Joe Boggs reported that he received one his first offers of the season from a helpful homeowner who was interested in sharing a "rare" black widow spider that they had captured.  They believed black widows do not occur or are rarely found in Ohio; a common misconception.  In fact, both the southern black widow (Latrodectus mactans), and the northern black widow (L. variolus) are found throughout the state.  However, they are not commonly encountered because of their secretive habits.  The widow spiders are grouped with "cobweb weavers" (family Theridiidae) and produce a small, tangled web.  They are medium-sized spiders with bulbous abdomens and a covering of short, fine surface hairs that give them a shiny or satiny sheen.  Of course, black widows are...black.

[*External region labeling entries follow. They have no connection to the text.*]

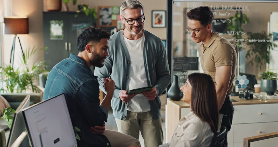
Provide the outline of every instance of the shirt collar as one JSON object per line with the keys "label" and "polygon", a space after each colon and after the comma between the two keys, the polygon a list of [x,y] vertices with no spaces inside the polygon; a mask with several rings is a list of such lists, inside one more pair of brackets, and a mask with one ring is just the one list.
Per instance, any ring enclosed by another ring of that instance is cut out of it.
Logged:
{"label": "shirt collar", "polygon": [[87,64],[86,63],[86,62],[85,62],[85,61],[83,60],[82,58],[79,57],[78,56],[77,56],[73,54],[72,53],[71,53],[71,55],[70,55],[70,59],[72,60],[73,61],[75,62],[76,62],[78,63],[79,63],[83,66],[89,68],[89,66],[88,66],[88,65],[87,65]]}
{"label": "shirt collar", "polygon": [[[219,36],[218,35],[218,32],[214,32],[213,35],[212,35],[212,36],[210,38],[210,40],[209,41],[207,44],[206,46],[207,47],[209,47],[210,45],[211,45],[211,44],[212,44],[212,43],[213,43],[213,42],[215,40],[215,39],[216,39],[216,38],[218,36]],[[203,47],[205,46],[203,43],[202,43],[202,45]]]}

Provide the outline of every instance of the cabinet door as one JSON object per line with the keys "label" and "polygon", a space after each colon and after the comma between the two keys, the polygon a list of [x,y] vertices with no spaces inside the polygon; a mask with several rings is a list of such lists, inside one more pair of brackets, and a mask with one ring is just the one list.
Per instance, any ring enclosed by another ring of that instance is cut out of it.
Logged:
{"label": "cabinet door", "polygon": [[85,14],[80,13],[75,17],[76,13],[69,13],[68,17],[69,53],[77,55],[78,48],[76,40],[83,28],[93,25],[93,17],[87,16]]}
{"label": "cabinet door", "polygon": [[66,13],[43,13],[44,59],[50,70],[63,59],[69,58],[68,14]]}

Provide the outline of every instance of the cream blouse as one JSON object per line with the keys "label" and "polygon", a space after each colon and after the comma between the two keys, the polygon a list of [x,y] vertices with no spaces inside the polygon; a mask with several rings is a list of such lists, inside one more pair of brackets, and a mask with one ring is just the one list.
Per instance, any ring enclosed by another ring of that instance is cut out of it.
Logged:
{"label": "cream blouse", "polygon": [[159,147],[208,147],[214,134],[207,123],[191,112],[180,120],[171,142]]}

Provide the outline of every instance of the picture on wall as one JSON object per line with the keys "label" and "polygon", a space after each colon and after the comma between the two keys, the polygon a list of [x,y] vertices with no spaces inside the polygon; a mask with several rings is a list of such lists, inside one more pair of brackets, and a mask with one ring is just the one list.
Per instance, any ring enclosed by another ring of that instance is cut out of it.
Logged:
{"label": "picture on wall", "polygon": [[64,38],[64,21],[60,20],[51,20],[50,23],[50,40],[62,40]]}
{"label": "picture on wall", "polygon": [[[98,7],[97,27],[101,28],[117,28],[119,11],[119,7],[117,6]],[[117,31],[119,30],[117,29]]]}
{"label": "picture on wall", "polygon": [[152,11],[152,27],[166,27],[166,11],[153,10]]}
{"label": "picture on wall", "polygon": [[111,26],[112,24],[112,7],[99,8],[99,25]]}

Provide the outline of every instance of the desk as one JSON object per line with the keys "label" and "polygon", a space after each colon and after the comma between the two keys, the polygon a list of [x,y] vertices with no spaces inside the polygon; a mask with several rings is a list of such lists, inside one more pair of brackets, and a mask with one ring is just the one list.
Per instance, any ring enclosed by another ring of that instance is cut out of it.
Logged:
{"label": "desk", "polygon": [[[243,146],[243,138],[278,131],[278,99],[247,100],[231,96],[235,111],[231,130],[228,133],[229,146]],[[190,112],[189,105],[181,100],[167,99],[166,107],[166,142],[170,141],[180,119]],[[269,139],[252,143],[252,147],[277,146],[278,140]]]}

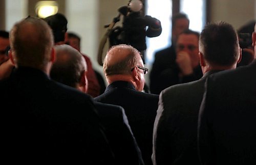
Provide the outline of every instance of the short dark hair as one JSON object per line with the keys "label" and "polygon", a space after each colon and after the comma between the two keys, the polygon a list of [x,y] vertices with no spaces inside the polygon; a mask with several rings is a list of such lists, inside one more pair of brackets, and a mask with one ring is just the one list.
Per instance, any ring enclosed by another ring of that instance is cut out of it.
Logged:
{"label": "short dark hair", "polygon": [[221,21],[207,24],[199,39],[203,55],[210,64],[232,65],[239,56],[236,31],[228,23]]}
{"label": "short dark hair", "polygon": [[175,14],[172,18],[172,27],[174,27],[175,26],[175,24],[176,23],[176,20],[177,19],[182,19],[182,18],[186,19],[188,21],[188,22],[189,22],[189,19],[188,19],[188,17],[187,17],[187,15],[186,14],[182,13],[178,13]]}
{"label": "short dark hair", "polygon": [[79,42],[81,40],[81,38],[76,34],[73,32],[68,32],[68,37],[69,38],[75,38],[78,39]]}
{"label": "short dark hair", "polygon": [[9,38],[9,32],[5,31],[0,31],[0,37],[4,38]]}

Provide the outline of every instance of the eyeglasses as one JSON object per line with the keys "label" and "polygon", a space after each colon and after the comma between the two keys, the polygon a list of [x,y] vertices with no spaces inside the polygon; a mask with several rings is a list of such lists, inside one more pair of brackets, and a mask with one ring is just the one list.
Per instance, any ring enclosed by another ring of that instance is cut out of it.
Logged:
{"label": "eyeglasses", "polygon": [[[148,71],[148,69],[147,69],[146,68],[142,67],[139,66],[136,66],[138,67],[138,68],[142,69],[142,70],[143,70],[143,73],[144,73],[144,74],[145,74],[147,73],[147,72]],[[133,71],[133,70],[135,68],[135,67],[133,68],[133,69],[132,69],[132,70],[131,71]]]}

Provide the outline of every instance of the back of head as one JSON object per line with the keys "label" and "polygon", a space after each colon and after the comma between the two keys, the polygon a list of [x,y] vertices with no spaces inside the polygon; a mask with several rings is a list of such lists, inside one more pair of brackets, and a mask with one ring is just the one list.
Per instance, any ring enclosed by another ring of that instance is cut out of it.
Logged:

The old saying, "hour-glass red, you are dead," is based on two other misconceptions about black widows.  The deep red marking on the underside of the abdomen is not always shaped like an hour-glass, and it may be orangish-red or yellow.  The middle part of the hour-glass may be missing, or there may only be some variation of a "V"-shaped marking.  Some individuals have no markings, while others sport a red line on the top of the abdomen.  Male spiders are about half the size of female black widows and their abdomen has red spots flanked by white lines or bars.  Of course, the males are notoriously short-lived once they meet a female...the females are called "widows" for a good reason.

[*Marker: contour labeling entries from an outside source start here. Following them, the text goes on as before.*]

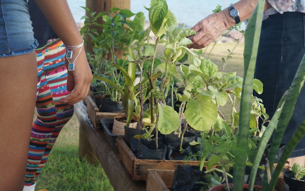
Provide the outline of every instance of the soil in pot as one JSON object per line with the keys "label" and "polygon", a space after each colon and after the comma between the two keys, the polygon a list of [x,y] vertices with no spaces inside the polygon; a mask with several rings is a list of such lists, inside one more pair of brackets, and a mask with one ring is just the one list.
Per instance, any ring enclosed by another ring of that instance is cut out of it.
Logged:
{"label": "soil in pot", "polygon": [[137,152],[137,147],[138,147],[138,139],[134,138],[136,135],[141,135],[146,132],[144,130],[137,129],[129,128],[124,127],[125,133],[124,140],[125,142],[134,153]]}
{"label": "soil in pot", "polygon": [[104,98],[101,100],[99,109],[99,112],[116,113],[123,111],[124,108],[122,101],[113,101],[109,98]]}
{"label": "soil in pot", "polygon": [[[180,138],[177,137],[177,135],[174,134],[173,132],[165,136],[165,143],[168,144],[170,143],[176,143],[180,142]],[[183,136],[183,140],[190,143],[196,140],[196,135],[189,131],[185,131]]]}
{"label": "soil in pot", "polygon": [[294,173],[291,171],[283,173],[285,191],[305,190],[305,181],[294,179]]}
{"label": "soil in pot", "polygon": [[156,141],[153,139],[138,140],[137,153],[135,156],[139,159],[165,160],[167,145],[158,142],[156,150]]}
{"label": "soil in pot", "polygon": [[172,191],[199,191],[202,184],[196,183],[207,181],[204,176],[205,171],[204,168],[202,171],[199,170],[198,166],[176,165],[172,184]]}
{"label": "soil in pot", "polygon": [[[137,128],[138,122],[131,120],[129,127],[129,128],[135,129]],[[126,119],[122,115],[117,116],[114,118],[113,125],[112,128],[112,134],[113,135],[124,135],[125,126],[126,125]]]}
{"label": "soil in pot", "polygon": [[168,160],[183,160],[184,158],[193,153],[192,145],[187,141],[182,142],[182,149],[183,151],[181,152],[179,151],[180,143],[170,143],[167,145],[166,156]]}

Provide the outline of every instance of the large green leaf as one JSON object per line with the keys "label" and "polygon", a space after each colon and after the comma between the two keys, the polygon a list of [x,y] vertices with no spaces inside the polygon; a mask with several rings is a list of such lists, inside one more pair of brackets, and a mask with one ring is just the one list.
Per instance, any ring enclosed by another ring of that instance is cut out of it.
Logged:
{"label": "large green leaf", "polygon": [[263,93],[263,83],[259,80],[253,80],[253,89],[257,93],[261,94]]}
{"label": "large green leaf", "polygon": [[[250,110],[253,91],[253,80],[260,36],[264,0],[258,0],[245,33],[244,51],[244,74],[241,101],[237,148],[233,168],[234,190],[243,190],[243,184],[247,160]],[[250,189],[251,189],[251,188]]]}
{"label": "large green leaf", "polygon": [[142,12],[137,13],[133,20],[127,20],[129,26],[134,31],[139,32],[144,29],[145,25],[145,16]]}
{"label": "large green leaf", "polygon": [[159,121],[158,129],[161,133],[168,135],[178,129],[179,118],[172,107],[161,103],[158,106]]}
{"label": "large green leaf", "polygon": [[[166,2],[163,1],[157,2],[152,6],[149,9],[148,17],[152,30],[157,36],[159,36],[157,34],[160,33],[158,32],[160,29],[164,28],[165,24],[163,23],[167,15],[168,10],[167,4]],[[163,33],[163,32],[161,33]]]}
{"label": "large green leaf", "polygon": [[200,99],[191,99],[184,112],[185,120],[192,128],[200,131],[211,129],[216,122],[217,107],[210,97],[202,96]]}

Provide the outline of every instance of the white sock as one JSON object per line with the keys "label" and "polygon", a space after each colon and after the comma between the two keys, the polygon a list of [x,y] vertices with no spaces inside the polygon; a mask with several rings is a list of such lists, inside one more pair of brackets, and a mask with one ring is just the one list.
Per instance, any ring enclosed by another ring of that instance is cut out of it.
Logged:
{"label": "white sock", "polygon": [[24,186],[23,187],[23,191],[35,191],[35,186],[36,185],[35,182],[33,185],[30,186]]}

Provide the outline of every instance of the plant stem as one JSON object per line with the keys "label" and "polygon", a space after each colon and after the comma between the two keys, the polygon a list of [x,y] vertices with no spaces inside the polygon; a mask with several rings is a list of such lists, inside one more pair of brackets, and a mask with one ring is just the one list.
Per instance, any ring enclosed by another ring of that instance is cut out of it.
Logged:
{"label": "plant stem", "polygon": [[141,129],[143,129],[144,127],[144,124],[143,124],[143,117],[144,114],[143,112],[143,91],[142,89],[142,81],[143,78],[142,74],[143,72],[142,66],[143,63],[141,63],[141,64],[139,64],[140,66],[140,82],[139,82],[139,89],[140,90],[140,92],[141,95],[141,98],[140,99],[140,103],[141,104],[141,113],[140,114],[140,126],[141,127]]}
{"label": "plant stem", "polygon": [[178,138],[180,137],[180,135],[181,135],[181,132],[180,132],[181,131],[181,123],[182,121],[182,115],[183,114],[183,111],[184,111],[186,104],[186,102],[185,101],[183,101],[183,102],[181,103],[181,104],[180,105],[180,107],[179,107],[179,121],[180,122],[179,123],[179,127],[178,128],[178,131],[179,132],[179,133],[178,134]]}
{"label": "plant stem", "polygon": [[[220,169],[218,169],[218,168],[212,168],[211,169],[210,169],[207,171],[204,171],[204,173],[205,173],[206,174],[207,174],[209,172],[213,172],[213,171],[217,171],[218,172],[221,172],[222,173],[223,173],[224,172],[223,171],[222,171]],[[229,174],[227,172],[226,172],[225,173],[228,176],[229,176],[229,177],[231,178],[233,178],[233,176],[232,176],[230,174]]]}
{"label": "plant stem", "polygon": [[187,128],[187,127],[188,127],[188,122],[186,122],[184,123],[184,128],[183,129],[183,132],[182,132],[182,135],[181,136],[181,138],[180,139],[180,150],[181,150],[182,149],[182,142],[183,141],[183,137],[184,136],[184,134],[185,133],[185,131],[186,131],[186,129]]}
{"label": "plant stem", "polygon": [[157,150],[158,146],[158,123],[159,122],[159,112],[158,111],[158,107],[159,104],[158,102],[160,101],[158,100],[156,102],[156,115],[157,119],[156,121],[156,150]]}
{"label": "plant stem", "polygon": [[[153,58],[152,58],[152,65],[150,67],[150,75],[148,76],[148,79],[149,80],[150,83],[150,122],[153,123],[155,121],[155,114],[154,110],[154,107],[155,105],[155,102],[154,100],[153,93],[152,92],[152,91],[153,89],[153,84],[152,83],[152,81],[151,80],[151,75],[152,74],[153,72],[153,64],[155,62],[155,58],[156,57],[156,54],[157,51],[157,47],[158,47],[158,44],[160,41],[160,37],[157,37],[156,39],[156,44],[155,45],[155,52],[153,55]],[[157,143],[156,144],[157,145]]]}

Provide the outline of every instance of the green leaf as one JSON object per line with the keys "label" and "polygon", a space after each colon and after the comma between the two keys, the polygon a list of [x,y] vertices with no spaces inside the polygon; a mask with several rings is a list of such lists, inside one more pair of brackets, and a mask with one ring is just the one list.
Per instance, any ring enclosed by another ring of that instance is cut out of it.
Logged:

While there are historical records of deaths being caused by black widow spiders, the spiders are not aggressive and seldom venture into occupied homes or buildings.  Both the northern and southern black widows prefer to live outside in old abandoned buildings, barns, and wooden outhouses.  Indeed, painful encounters declined with the widespread adoption of indoor plumbing.  The northern widow also resides under rocks or logs, and may occasionally be found within dense shrubs.  Their coloration provides perfect camouflage for remaining undetected by allowing them to blend into shadows.  If you find a black widow outdoors, simply leave it alone.  The spiders do not represent a serious threat.  Indeed, they are considered beneficial since they do represent a serious threat to insects.